# Mangueirinha – Sudoeste Paranaense



## grba22 (Jul 9, 2018)

Aproveitando uma breve passagem por Mangueirinha, tirei algumas fotos para trazer Mangueirinha pela primeira vez no SSC. Pelo que pude ver, apareceu uma vez no tópico do interior do PR com fotos aéreas, mas um thread com fotos ao nível da rua creio que este seja o primeiro.

Mangueirinha é a cidade da família da minha mãe, portanto tenho uma grande ligação e embora atualmente com menor frequência, sempre vamos para lá. A cidade de uns 15 anos para cá parece estar se desenvolvendo mais, era meio “paradona” até o início dos anos 2000. 

Com novas empresas, pequenas é verdade, loteamentos, construções, parece estar um pouco mais dinâmica. Quanto a questão de desenvolvimento, cabe destacar dois pontos: A agricultura é muito forte em Mangueirinha, (as áreas dos estabelecimentos agropecuários somadas representam 77 mil hectares. Do total, 41 mil hectares são ocupados por lavouras temporárias, especialmente grãos, valores que lhe dão o posto de maior território agrícola da região. Fatores como clima, altitude e solo de boa qualidade tornam Mangueirinha um dos melhores locais para produção de sementes do País Jornal de Beltrão) e no município está a usina hidrelétrica Governador Ney Braga (usina de segredo). É a segunda maior usina da Copel em potência instalada (1260MW). Inaugurada em 1992, localiza-se no rio Iguaçu. 

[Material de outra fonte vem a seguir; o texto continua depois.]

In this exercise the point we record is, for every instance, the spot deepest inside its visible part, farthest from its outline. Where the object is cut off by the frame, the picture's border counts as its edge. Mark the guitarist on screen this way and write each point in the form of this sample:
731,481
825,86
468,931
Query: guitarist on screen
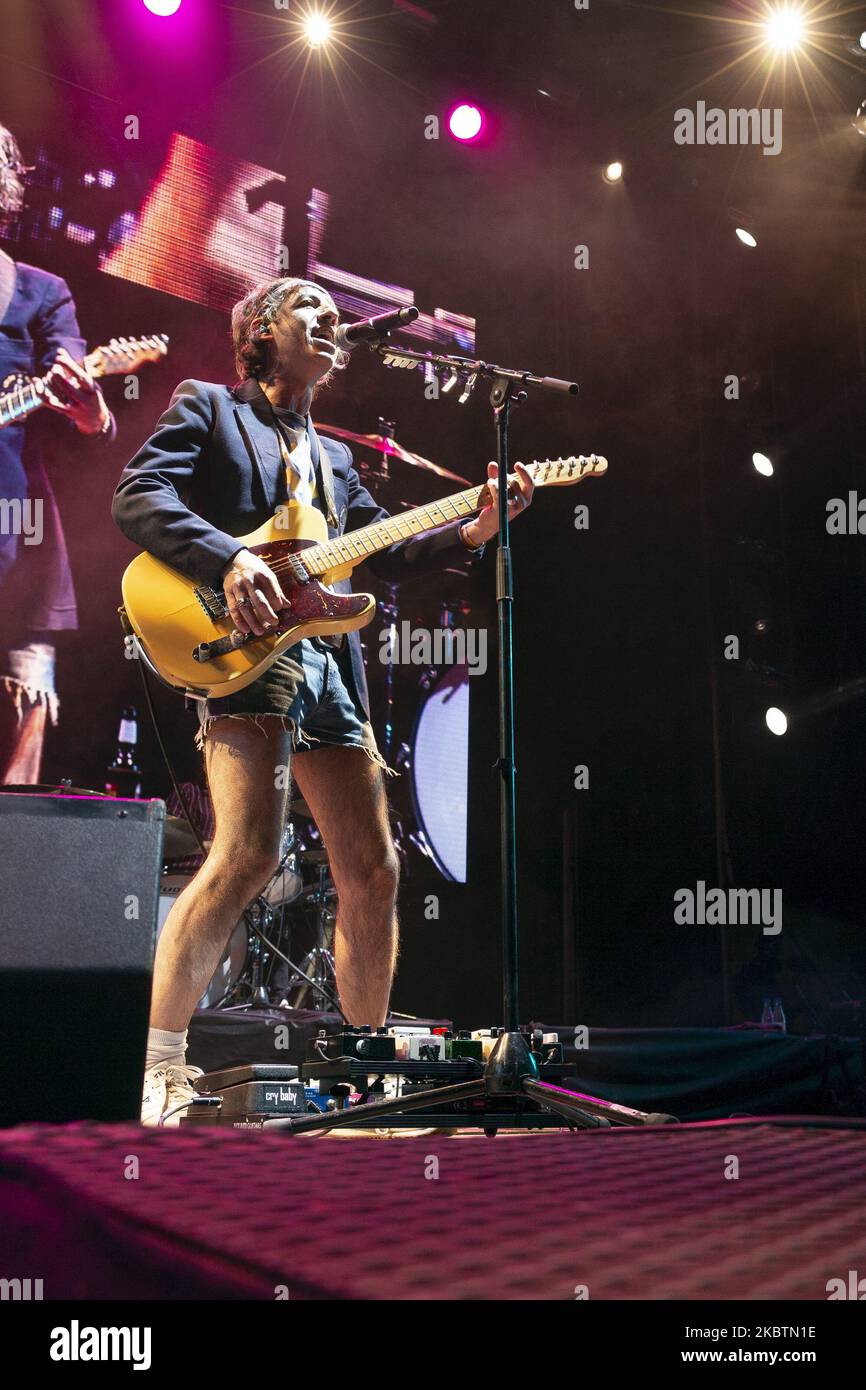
218,464
38,331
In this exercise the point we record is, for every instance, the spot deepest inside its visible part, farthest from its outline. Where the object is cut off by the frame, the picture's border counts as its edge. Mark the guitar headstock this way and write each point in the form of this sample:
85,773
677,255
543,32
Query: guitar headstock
559,473
125,355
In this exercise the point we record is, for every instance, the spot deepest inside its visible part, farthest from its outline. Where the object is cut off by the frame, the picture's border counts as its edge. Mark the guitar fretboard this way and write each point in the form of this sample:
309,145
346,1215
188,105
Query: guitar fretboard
15,405
356,545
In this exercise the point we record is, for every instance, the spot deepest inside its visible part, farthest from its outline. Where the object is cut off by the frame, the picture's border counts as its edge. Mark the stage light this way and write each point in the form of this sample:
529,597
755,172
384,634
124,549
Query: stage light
776,720
784,29
317,29
762,464
466,123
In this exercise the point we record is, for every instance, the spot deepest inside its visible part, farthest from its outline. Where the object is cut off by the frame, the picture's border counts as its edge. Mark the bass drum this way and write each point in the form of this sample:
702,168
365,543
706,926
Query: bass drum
232,961
439,772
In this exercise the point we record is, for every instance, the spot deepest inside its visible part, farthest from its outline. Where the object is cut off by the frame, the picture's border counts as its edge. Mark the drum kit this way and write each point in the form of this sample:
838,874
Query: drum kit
423,736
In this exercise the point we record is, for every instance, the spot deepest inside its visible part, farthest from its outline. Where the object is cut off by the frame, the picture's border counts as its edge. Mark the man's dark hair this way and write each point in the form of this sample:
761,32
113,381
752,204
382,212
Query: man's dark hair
255,312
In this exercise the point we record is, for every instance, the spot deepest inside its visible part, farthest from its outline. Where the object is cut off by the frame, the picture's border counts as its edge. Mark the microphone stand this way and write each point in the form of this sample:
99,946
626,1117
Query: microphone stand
512,1070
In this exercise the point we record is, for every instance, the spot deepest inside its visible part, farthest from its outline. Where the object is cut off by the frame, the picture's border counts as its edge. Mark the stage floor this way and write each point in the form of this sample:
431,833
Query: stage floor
125,1212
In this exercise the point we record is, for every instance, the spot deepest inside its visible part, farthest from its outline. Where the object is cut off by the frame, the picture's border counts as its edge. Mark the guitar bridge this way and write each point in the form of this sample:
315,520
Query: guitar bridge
213,602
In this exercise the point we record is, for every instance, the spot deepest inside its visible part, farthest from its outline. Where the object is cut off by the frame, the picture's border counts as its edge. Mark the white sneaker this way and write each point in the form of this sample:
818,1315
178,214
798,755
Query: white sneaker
167,1084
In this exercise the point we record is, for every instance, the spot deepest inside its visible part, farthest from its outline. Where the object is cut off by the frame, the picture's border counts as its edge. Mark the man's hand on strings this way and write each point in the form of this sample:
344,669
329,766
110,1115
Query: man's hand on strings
253,594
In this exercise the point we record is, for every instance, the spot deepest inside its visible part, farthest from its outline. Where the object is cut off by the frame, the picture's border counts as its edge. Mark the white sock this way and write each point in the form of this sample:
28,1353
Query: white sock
166,1048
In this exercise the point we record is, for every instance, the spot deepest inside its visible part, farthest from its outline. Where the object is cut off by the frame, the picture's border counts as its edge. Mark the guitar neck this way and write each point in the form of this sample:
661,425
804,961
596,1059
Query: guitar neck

Portanto, o fator usina é determinante para a arrecadação do município, tanto pelo ICMS quanto pelos royalties. Minha percepção é de que o município poderia estar mais avançado, considerando o fato de ter uma hidrelétrica em seu território e o impacto que isso tem em arrecadação. Em 2016 o valor total do ICMS que retornou para o município foi de cerca de 28,2 milhões de reais
RBJ. Segundo o IBGE em 2017 o total de receitas realizadas foi de cerca de 78 milhões de reais. Valores significativos para um município de 17 mil habitantes. 

Apenas um aspecto, mas um dos mais fáceis de visualizar, a pavimentação asfáltica. Ainda existem algumas ruas mais afastadas sem qualquer tipo de pavimentação, e outras até mais centrais, pavimentadas com pedra irregular, também conhecido como calçamento. O que tem sido feito em termos de pavimentação, se deve em boa parte de recursos de estado/emendas parlamentares etc. Pra mim que a cidade já tinha que estar toda asfaltada...Mas vendo um outro lado quanto a esse assunto, é que mesmo que a área urbana ainda tenha ruas de chão ou apenas com calçamento, já há alguns quilômetros de asfalto em estradas rurais.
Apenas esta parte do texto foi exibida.